佐為やヒカルの苦しみにあわせて停滞していた物語ですが、魔法がとけたかのように物語に急激な加速がかかりました。前半の「新しい波」のプレリュードを経て、それを迎え撃つベテランたち、そして世界に向けての大きな流れ、新しい「神の一手」へのアプローチ…といくつもの旋律が高らかに奏でられたお話でした。
こうやって大風呂敷を広げた先の部分ですが、今回のアニメシリーズでは描かれることなく終わるのが残念。現在第二部の話を掲載中の原作ではその部分にも話が広がっていっているんですが、物語のストックが十分になったら、いつかその部分もアニメでやってくれるといいなあ、と思います。
今週は原作ほぼ2話分をアニメ1話にしていましたが、作画が… 微妙… それでも見るに耐えないほどではないし、個人的な気持ちは最終話さえ絵がよければ全て許す!!なので。ヒカルやアキラが崩れが酷かったですが、オヤジたちはわりときれいで、緒方さんもそこそこだったのでそのあたりは満足でした。

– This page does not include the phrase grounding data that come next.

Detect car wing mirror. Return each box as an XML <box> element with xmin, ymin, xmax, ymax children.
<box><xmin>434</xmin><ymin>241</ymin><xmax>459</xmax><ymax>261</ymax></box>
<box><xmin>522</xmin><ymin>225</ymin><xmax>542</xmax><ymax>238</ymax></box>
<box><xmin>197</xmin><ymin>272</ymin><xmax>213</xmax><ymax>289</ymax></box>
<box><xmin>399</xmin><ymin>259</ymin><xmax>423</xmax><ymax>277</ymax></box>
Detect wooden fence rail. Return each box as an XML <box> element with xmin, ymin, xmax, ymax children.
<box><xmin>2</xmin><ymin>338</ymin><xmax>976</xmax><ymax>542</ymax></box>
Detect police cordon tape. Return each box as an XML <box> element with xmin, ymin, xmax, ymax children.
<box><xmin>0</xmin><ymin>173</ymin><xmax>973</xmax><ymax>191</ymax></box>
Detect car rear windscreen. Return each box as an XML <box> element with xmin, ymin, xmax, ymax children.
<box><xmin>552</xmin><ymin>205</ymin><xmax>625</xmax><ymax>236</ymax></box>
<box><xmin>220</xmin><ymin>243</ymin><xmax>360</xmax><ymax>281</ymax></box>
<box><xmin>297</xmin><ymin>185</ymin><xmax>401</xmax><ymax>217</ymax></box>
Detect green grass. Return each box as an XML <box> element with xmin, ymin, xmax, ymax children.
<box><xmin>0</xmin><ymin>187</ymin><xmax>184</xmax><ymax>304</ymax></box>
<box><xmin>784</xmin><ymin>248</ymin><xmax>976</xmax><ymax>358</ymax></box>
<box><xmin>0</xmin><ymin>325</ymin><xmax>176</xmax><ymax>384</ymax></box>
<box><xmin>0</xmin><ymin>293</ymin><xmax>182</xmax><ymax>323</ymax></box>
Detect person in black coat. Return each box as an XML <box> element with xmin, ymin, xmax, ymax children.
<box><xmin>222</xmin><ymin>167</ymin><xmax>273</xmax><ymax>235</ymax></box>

プロ試験予選組、去年苦い思いをした片桐さんですが、今年も参加したようでよかったです。門脇さんも今年は参加。作画が悪いから気が付かなかった人がいるかもしれませんが、あの派手なアロハを来ていた人は、去年プロ試験申し込みをしに棋院に来て、そこで力試しとしてヒカルに対局を申し込んで、佐為にばっさりやられた門脇さんです。

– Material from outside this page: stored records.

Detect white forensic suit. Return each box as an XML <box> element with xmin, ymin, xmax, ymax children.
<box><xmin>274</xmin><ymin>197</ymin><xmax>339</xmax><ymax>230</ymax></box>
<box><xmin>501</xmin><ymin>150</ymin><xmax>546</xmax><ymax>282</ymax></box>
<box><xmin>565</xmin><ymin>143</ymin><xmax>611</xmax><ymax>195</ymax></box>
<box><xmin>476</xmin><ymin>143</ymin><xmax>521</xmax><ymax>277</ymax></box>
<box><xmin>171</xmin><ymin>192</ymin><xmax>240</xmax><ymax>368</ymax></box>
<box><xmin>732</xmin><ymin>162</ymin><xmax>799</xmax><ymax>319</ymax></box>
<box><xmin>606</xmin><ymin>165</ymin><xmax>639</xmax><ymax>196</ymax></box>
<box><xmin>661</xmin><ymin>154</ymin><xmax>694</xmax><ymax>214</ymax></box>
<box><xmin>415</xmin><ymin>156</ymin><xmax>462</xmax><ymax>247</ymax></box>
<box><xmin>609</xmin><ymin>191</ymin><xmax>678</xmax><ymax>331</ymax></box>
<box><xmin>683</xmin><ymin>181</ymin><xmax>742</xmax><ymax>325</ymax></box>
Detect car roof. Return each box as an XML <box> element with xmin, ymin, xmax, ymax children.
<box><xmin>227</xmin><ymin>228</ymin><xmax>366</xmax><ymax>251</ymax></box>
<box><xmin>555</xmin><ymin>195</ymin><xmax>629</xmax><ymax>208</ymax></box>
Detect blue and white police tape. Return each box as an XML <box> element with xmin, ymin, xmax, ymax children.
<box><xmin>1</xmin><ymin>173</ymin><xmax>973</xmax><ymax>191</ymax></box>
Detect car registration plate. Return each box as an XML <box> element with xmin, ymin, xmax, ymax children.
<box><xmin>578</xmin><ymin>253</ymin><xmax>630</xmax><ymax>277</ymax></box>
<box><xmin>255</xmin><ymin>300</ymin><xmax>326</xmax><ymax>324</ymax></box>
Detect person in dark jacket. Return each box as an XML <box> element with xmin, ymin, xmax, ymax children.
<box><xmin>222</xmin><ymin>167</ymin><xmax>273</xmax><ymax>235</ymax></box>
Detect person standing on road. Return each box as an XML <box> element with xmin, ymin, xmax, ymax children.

プロ試験のあたり、原作では奈瀬ちゃんは映ってなかったんですが、アニメではカットが追加されていました。
「人生遠回りは悪くない」というのはいい言葉ですね。苦しんで、もうダメだと思っても、いつかは夜明けが来る。少年向けマンガで「やりなおしだってできる」というのを見せてくれるのはいいことだなあ、と。ヒカルが佐為を失うという「取り返しのつかない」ことになってしまっても、もう一度歩き出せるのと同じように。
「新しい波」を迎え撃つプロ側なんですが、今回の話での棋戦のシステムや、新キャラについての説明は、今回のアニメシリーズでは関係ないせいかカットされていました。
原作ではどういう説明があったかについて。まず、緒方さんがタイトルをゲットした碁聖戦の話。これは塔矢行洋先生の引退のため現在は空位、新タイトルは挑戦者決定戦の決勝進出者2名による5番戦で決まることになり、対局が行なわれていて緒方さんが見事にタイトルホルダーになったのでした。
また本因坊リーグは、座間、一柳、乃木、緒方、畑中、倉田、アキラ、芹澤の間で行なわれ、桑原本因坊への挑戦者を決めることになります。
流れは「新しい波の台頭」になってますから、これからオヤジキャラを若い人たちがなぎ倒していくことになるだろうけども、「ヒカルの碁」のオヤジキャラは一癖も二癖もある人たちですので、そう易々とはやられはしないでしょう。…というか、してほしくないという気持ちもあります。でも、プロを辞めたことで舞台から降りた名人の動きが、大きな影響を及ぼすことに。あの人、これでますます力をつけてラスボス街道まっしぐらでしょうか。アキラと名人の親子対決も、国際棋戦という大きな舞台でいつかみることができるかもしれません。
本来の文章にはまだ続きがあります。